Bendesa Adat Tista, Desa Baktiseraga itu juga mengatakan kepada awak media, Selasa, (11/10/2022), bahwa,
“Bahkan ada 3 orang di kepengurusan adat sebagai Kertha Desa, orang yang paham hukum. Ada mantan jaksa, dan jaksa aktif. Mereka menerima dan meminta untuk dibuatkan berita acara penerimaan pertangungjawaban, makanya aneh jika kemudian masalah ini dibawa keluar (kejaksaan),” Ucapnya.
Para pihak yang tidak puas itu, menurutnya, mesti menghormati mekanisme peraturan yang ada di desa adat. Dengan melangkahi semua prajuru adat termasuk di dalamnya Kertha Desa, Supardi menyebut, kelompok Made Ngurah Artana merupakan kelompok pembangkang di Desa Adat Tista, Buktinya, kalau diundang dalam pertemuan mereka tidak pernah datang. bicara diluar, cenderung memprovokasi bahkan mereka menolak mematuhi pararem (aturan) yang dibuat.
“Dalam konteks ini, termasuk didalamnya soal pembuatan sertifikat melalui prona, seharusnya ada kontribusi untuk desa adat namun dia menolak. padahal, lahan yang digunakan untuk usaha itu lahan milik desa adat. Diajak berkontribusi untuk desa, mereka tidak mau,” Ujar Pensiunan Polisi itu.
Menurut Supardi, upaya provokasi yang dilakukan kelompok Ngurah Artana, dengan menghembuskan isu-isu negatif yang berujung terganggunya harmonisasi di desa sebetulnya bermuara pada, upaya pendongkelan dirinya sebagai Bendesa Desa Adat Tista.
Terlebih, salah satu pelapor I Putu Suarsana, tidak aktif dan berdomisili di luar Desa Adat Tista.
“Informasi yang saya tangkap, yang penting perangkat desa adat diganti, aman sudah. Itu apa maksudnya. Intinya mereka ingin mengganti saya sebagai bendesa, padahal jika pertanggungjawaban keuangan, yang menjadi soal sudah diterima (pertanggungjawabannya). Kalau saja pelapor memiliki track record yang baik di desa mungkin saya akan menerima. Namun selalu buat masalah dan tidak pernah membayar turunan (iuran),” Sambungnya.

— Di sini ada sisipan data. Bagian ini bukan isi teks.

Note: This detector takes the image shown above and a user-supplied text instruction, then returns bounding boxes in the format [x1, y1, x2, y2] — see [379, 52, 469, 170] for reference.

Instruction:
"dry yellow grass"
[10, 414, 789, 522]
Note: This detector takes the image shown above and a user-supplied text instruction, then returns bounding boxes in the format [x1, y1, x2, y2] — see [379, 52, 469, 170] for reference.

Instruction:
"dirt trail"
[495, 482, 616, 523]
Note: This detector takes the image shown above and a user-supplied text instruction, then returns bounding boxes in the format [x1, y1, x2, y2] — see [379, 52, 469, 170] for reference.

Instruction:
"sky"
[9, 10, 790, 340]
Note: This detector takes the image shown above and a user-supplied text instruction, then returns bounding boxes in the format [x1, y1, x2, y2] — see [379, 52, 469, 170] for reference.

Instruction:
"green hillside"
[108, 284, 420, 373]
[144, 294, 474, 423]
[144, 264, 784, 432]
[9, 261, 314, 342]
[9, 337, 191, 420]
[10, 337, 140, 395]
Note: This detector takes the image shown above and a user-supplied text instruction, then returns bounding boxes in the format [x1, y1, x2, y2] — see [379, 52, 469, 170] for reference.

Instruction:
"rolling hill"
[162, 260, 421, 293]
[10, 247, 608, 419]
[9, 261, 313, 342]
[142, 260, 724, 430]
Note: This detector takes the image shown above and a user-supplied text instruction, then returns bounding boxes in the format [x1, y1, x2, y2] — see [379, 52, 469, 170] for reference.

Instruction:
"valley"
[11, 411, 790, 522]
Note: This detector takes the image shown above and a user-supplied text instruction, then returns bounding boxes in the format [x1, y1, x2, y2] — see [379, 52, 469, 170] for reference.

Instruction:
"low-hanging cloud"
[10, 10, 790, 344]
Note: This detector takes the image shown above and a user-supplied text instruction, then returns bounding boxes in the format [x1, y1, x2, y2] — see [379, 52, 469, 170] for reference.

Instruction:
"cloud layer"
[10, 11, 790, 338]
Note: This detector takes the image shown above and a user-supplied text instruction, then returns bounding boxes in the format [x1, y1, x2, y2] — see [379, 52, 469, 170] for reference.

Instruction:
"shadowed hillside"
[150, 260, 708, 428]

Sementara soal tempat kremasi yang juga dipersoalkan, Supardi mengatakan, hal itu sudah melalui proses paruman, dan itu menjadi prasyarat pihak ketiga, yang diajak bekerjasama dalam membangun krematorium tersebut. Supardi juga mengaku berusaha bijaksana menyikapi kasus ini, untuk menghindari kemungkinan terjadinya bentrok fisik di desanya.
”Kelompok itu juga setuju, kenapa sekarang kok mengkhianati. Makanya saya bingung dengan ulah mereka. Intinya saya tidak ingin desa ini hancur, dan terpecah karena ulah segelintir orang tak bertanggungjawab,” Lanjutnya.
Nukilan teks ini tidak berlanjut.